O Coronel Vacariano não é o carismático Toríbio Terra Cambará de O Tempo e o Vento – é, na verdade, um bravateiro hipócrita metido em amplas negociatas que adora criticar a corrupção dos partidos de oposição, faz-se de muito macho e leva a mão ao revólver por qualquer motivo, mas que, na única cena em que de fato precisa participar de uma altercação física contra os sindicalistas que estão montando um piquete na frente do cemitério, é facilmente desarmado e vencido. A política miúda de província, aquela mesma que, em O Tempo e o Vento, havia gerado um personagem rico e complexo como Rodrigo Terra Cambará, em Incidente… dá origem a uma elite conservadora e arraigada aos seus preconceitos de tal modo que está disposta a qualquer golpe, inclusive político, para mantê-los.
Uma conclusão
Não é surpresa para ninguém que esses mesmos temas continuem na ordem do dia 50 anos depois, uma vez que Erico escreve Incidente em Antares como uma resposta direta aos desmandos dessa ditadura militar de 1964 – hoje objeto de uma onda revisionista que tenta transformá-la em movimento legítimo e não mera quartelada. Quando os conflitos do livro são pacificados, os mortos voltam às suas sepulturas, o sepultamento ocorre e a sociedade volta a uma aparência de normalidade. É aí que começa a ser posta em prática uma brutal operação de apagamento de tudo que ocorreu – não por coincidência, chamada de “Operação Borracha”.

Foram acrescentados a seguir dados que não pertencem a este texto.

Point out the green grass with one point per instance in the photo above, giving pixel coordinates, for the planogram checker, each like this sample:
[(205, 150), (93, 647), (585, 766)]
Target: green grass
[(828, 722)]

Essa tentativa de apagamento do “Incidente” é mostrada por Erico em paralelo com as tentativas reais de encobrimento, silenciamento e de supressão da dissidência durante aquela ditadura militar na qual o livro foi publicado. Diga-se de passagem, ele avança, o final do livro avança até o momento em que a ditadura já está instalada e, na última e emblemática cena, uma palavra escrita no muro “liberdade” está sendo apagada quando é lida por um menino que passa com o pai – como aponta Maria da Glória Bordini, a própria linguagem apagada na tentativa de repressão da história, algo que temos visto de modo sistemático neste Brasil de Bolsonaro – que, como qualquer um aí pode deduzir sozinho, não combina com Erico, João Ubaldo, arte sofisticada e visões de mundo complexas. Fica então, esse Brasil, relegado neste texto a um mero caça-cliques porque já tem gente demais falando nele para que eu me dê ao trabalho. Não há muito o que dizer, aliás, é só olhar pela janela. Considerando o histórico recorrente e sistemático de figuras sinistras sequestrando a noção de pátria para propósitos autoritários, o que nos resta para celebrar neste país é mesmo seu povo e sua arte.